We have an analogue on Earth: the dinosaurian extinction when the asteroid hit Earth, and very nearly sterilized the planet -- it would have, if it was only a little bigger.

So animal life was "reset".

And there are indeed very close parallels between the ecologies and species of the dinosaurian era and that of the Age of Mammals.

And fundamental differences, as well (eg., mammals are just smaller -- the biggest mammal ever would be middling by Jurassic standards).

Sean M. Brooks said...

Kaor, Mr. Stirling!

The biggest mammal I know is the sperm whale. And I think it's significant that it was only able to get about by becoming a sea going swimming animal.

But perhaps you meant that elephants would be only middling in size when compared to the dinosaurs of the Jurassic era.

Ad astra! Sean

S.M. Stirling said...

Sean: Land animals, yes.

And there was a mammal (an early relative of the rhino) that weighed about 17 tons. That's as big as a mammal on land can get without cooking itself. Whales don't have that limit because water is cold and sucks heat out better than air.

The largest dinosaur, Argetineosarus, was over 130 ft. long and weighed over 100 tons, possibly as much as 150.

Really big dinos like that probably started out as endothermic and then switched to being ectothermic as adults.

Mammals can't do that -- nor can birds, the surviving dinosaurs, because their ancestors, the ones that survived the extinction, had small adult body masses.

Dinosaurs all descended, ultimately, from a bipedal predator about 3-4ft long and weighing between 20 and 30 lbs. (A predator so efficient it ultimately emptied the herbivore niches and then evolved forms to fill them.)

Mammals are all descended from something about the size of a mouse or shrew, length a few inches, weight a few ounces, an insectivorous omnivore.

Mammals started out as true quadrupeds, too, while dinosaurs were bipeds -- both evolved quadruped/biped forms, but the origins still show.

Sean M. Brooks said...

Kaor, Mr.

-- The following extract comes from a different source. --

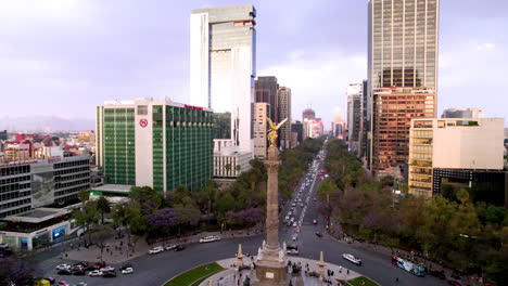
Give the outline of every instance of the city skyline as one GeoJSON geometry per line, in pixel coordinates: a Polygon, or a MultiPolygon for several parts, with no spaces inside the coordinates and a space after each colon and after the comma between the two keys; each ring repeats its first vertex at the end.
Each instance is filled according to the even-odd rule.
{"type": "MultiPolygon", "coordinates": [[[[274,75],[281,86],[291,87],[293,118],[310,106],[329,126],[333,110],[327,103],[336,102],[344,110],[345,87],[367,78],[367,1],[292,3],[287,13],[279,13],[288,6],[284,2],[267,8],[259,1],[128,3],[120,12],[113,10],[114,1],[49,1],[43,13],[36,12],[41,6],[28,2],[9,3],[0,12],[0,26],[8,27],[0,28],[4,35],[0,74],[5,79],[0,91],[11,94],[3,104],[4,116],[11,118],[24,110],[92,121],[89,110],[104,100],[169,96],[189,102],[189,14],[204,6],[252,3],[261,11],[257,76],[274,75]],[[353,13],[327,17],[346,10],[353,13]],[[139,11],[142,21],[132,22],[131,11],[139,11]],[[167,11],[172,11],[169,20],[167,11]],[[314,32],[317,27],[308,23],[317,17],[319,32],[314,32]],[[335,88],[326,84],[330,81],[335,88]],[[80,108],[68,108],[77,102],[80,108]]],[[[503,101],[498,90],[507,42],[496,30],[508,26],[497,12],[507,4],[460,1],[462,9],[456,10],[457,4],[441,4],[437,114],[472,106],[488,117],[506,118],[507,112],[497,102],[503,101]],[[469,37],[463,36],[466,30],[469,37]],[[487,94],[490,100],[477,94],[487,94]]]]}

Stirling!

I read these comments of yours twice! That's how interesting I found them.

A pity that giant form of the rhino did not survive. It would have been fascinating to see--safely behind a good, stout barrier!

And that terrifyingly huge dino, Argetineosaurus, makes T Rex look like a piker!

And your comments about mammals and dinos even had me wondering about the evolution of Merseians! They are described as a true warm blooded species whose females give live birth, but as showing more traces of reptiloid like ancestry than does mankind. Did their remote ancestors start out as bipedal dinosaurians?